I migranti come testimoni e non indagati. Salvi “Sono da considerare persone offese”
I Sopravvissuti alla tragedia del 18 aprile considerati testimoni e non indagati. Il Procuratore di Catania Giovanni Salvi stamattina ha chiarito le motivazioni di questa scelta, giustificata dal diverso modo di operare da parte degli scafisti e da una diversa interpretazione del reato di immigrazione clandestina (vedi art. 10-bis a fianco). Negli ultimi tempi infatti si è visto come i trafficanti, anzichè approdare sulle nostre coste, lanciano l’allarme in alto mare per fare arrivare i soccorsi e così giungere a destinazione, con un notevole abbattimento dei costi economici.

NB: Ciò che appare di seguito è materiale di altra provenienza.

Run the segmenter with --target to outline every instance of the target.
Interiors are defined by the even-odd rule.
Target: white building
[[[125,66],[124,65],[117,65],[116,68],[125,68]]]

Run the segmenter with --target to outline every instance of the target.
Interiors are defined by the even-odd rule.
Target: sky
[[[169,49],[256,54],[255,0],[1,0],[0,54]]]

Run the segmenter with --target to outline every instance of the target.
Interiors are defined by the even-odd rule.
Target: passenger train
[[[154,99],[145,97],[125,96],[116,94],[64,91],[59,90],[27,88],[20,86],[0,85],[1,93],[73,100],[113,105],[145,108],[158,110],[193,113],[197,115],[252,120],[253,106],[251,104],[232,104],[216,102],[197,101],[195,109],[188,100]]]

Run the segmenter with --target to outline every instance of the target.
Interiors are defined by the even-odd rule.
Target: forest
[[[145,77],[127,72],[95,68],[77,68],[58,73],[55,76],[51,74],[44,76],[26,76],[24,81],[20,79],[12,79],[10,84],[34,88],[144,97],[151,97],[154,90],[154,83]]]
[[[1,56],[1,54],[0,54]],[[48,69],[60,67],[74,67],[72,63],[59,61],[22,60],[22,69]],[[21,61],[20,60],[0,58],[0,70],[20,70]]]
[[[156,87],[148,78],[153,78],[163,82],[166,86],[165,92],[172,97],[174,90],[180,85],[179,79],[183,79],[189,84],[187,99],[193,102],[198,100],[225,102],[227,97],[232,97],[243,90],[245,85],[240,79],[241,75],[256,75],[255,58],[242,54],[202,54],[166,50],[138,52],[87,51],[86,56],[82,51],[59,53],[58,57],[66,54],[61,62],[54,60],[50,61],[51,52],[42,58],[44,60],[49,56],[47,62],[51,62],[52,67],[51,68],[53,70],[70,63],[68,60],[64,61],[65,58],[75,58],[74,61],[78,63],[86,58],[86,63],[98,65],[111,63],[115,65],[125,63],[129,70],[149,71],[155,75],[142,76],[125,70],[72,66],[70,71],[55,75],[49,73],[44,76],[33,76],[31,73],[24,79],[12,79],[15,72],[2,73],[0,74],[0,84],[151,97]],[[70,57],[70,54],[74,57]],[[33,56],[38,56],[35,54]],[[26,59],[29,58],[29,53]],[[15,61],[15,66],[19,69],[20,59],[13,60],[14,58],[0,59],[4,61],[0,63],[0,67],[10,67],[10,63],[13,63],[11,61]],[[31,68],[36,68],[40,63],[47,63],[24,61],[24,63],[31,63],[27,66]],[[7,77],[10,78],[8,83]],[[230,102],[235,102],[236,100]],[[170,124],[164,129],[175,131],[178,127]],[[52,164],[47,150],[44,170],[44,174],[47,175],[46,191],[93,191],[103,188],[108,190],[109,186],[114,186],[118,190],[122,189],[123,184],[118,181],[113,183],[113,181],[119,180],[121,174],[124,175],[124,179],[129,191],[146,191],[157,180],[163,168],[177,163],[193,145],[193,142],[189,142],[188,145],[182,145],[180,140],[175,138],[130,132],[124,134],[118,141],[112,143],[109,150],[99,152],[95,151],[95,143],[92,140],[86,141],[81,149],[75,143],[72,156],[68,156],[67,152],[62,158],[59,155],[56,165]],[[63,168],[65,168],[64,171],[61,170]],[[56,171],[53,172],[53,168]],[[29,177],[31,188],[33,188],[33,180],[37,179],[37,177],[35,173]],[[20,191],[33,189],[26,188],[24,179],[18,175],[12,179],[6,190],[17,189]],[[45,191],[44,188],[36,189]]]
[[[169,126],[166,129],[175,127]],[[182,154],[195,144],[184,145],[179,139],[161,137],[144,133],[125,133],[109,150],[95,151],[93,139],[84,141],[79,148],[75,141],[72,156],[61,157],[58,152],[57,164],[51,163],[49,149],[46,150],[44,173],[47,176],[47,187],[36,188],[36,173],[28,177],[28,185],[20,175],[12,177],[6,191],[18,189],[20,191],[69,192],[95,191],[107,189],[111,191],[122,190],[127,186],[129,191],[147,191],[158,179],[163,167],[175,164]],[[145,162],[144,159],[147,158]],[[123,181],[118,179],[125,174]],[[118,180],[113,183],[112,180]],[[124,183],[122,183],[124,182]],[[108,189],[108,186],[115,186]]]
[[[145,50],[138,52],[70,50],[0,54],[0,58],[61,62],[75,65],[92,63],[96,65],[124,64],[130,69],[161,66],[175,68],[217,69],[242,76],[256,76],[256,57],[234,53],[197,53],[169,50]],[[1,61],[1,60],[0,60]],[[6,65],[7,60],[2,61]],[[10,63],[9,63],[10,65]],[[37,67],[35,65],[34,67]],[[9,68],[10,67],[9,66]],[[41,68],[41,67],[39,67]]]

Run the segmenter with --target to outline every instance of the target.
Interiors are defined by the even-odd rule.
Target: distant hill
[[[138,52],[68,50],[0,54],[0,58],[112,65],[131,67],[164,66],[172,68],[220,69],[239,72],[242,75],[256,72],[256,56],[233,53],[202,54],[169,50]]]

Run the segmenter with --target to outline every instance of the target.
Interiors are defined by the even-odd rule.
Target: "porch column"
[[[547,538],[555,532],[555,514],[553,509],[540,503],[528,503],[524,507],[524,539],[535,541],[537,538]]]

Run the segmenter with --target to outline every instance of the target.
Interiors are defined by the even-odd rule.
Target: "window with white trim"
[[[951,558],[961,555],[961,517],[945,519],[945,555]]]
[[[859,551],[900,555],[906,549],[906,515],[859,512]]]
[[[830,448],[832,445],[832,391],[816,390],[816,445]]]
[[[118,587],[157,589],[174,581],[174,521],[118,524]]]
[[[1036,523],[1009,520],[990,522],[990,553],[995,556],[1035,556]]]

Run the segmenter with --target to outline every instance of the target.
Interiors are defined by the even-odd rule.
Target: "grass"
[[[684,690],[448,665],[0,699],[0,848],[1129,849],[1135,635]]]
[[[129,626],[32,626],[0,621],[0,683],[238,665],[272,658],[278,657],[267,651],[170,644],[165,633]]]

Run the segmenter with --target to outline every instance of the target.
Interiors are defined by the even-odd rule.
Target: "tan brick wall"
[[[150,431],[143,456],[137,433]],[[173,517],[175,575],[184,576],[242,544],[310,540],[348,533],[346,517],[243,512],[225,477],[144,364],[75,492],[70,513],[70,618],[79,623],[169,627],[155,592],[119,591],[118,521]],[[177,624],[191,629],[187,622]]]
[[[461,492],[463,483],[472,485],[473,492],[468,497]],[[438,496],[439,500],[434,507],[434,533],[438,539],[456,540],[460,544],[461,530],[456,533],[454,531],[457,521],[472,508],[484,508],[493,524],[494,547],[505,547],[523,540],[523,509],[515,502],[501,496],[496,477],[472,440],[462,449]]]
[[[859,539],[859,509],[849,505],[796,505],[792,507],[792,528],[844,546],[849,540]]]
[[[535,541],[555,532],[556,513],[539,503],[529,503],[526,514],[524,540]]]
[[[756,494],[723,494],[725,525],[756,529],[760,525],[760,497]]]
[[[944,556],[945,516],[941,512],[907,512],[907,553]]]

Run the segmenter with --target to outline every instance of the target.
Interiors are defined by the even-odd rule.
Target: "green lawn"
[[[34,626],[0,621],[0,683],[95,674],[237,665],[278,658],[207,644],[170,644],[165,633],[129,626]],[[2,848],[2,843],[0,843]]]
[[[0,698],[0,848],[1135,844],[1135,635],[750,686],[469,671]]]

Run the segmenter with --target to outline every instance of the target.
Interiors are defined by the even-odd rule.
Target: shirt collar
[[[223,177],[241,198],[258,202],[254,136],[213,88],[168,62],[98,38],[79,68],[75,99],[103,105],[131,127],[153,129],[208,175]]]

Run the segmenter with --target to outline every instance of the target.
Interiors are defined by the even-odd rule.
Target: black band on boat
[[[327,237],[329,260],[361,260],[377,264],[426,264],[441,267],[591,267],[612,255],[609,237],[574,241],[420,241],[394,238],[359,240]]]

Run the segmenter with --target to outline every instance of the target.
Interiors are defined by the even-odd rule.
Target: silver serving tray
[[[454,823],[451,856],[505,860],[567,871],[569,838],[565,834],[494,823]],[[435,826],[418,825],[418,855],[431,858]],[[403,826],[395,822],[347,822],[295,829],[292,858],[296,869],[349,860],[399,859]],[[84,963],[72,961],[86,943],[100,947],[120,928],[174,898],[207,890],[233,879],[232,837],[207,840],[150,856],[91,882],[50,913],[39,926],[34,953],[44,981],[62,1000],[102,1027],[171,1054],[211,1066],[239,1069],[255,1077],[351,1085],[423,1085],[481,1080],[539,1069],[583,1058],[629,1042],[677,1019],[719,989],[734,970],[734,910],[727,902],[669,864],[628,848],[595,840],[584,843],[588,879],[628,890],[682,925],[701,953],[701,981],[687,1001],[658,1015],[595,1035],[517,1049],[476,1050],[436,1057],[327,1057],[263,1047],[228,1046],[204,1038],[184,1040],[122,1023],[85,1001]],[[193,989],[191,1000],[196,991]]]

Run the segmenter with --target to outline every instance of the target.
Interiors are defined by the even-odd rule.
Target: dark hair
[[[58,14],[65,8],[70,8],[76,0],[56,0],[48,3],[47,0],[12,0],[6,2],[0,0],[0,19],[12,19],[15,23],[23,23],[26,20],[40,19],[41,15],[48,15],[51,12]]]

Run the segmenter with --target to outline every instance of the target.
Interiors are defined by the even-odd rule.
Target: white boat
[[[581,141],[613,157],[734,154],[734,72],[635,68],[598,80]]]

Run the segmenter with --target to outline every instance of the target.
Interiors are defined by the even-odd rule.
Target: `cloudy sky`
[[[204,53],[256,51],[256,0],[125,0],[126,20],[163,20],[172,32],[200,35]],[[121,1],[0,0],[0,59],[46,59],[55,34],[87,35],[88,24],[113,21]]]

Nel caso particolare dello scorso mese, i migranti sono stati raggiunti dal mercantile portoghese King Jacob in acque extraterritoriali, a circa 120 km dalla Libia, e poi trasportati da Malta in Italia. La loro traversata è terminata lontana dalle acque di competenza italiana, quindi non sono applicabili le norme che puniscono lo straniero nei casi in cui faccia ingresso illegalmente e per sua volontà in territorio dello Stato.
E anche se l’individuo si imbarca volontariamente per entrare in Italia, ma viene trovato in acqua internazionali, il tentativo non è punibile, essendo un reato contravvenzionale e non un delitto. Inoltre non è possible che venga considerato come collaboratore, a meno che non ci siano prove che lo dimostrano, dato che principalmente le accuse ricadono su chi guida le imbarcazioni e mette in pericolo la vita di chi sta a bordo.
“Il migrante deve essere sentito come persona offesa e non come indagato di reato collegato” ha dichiarato Salvi, ammettendo come questa diversa lettura del codice penale possa diventare una prassi, anche se nei limiti finora descritti.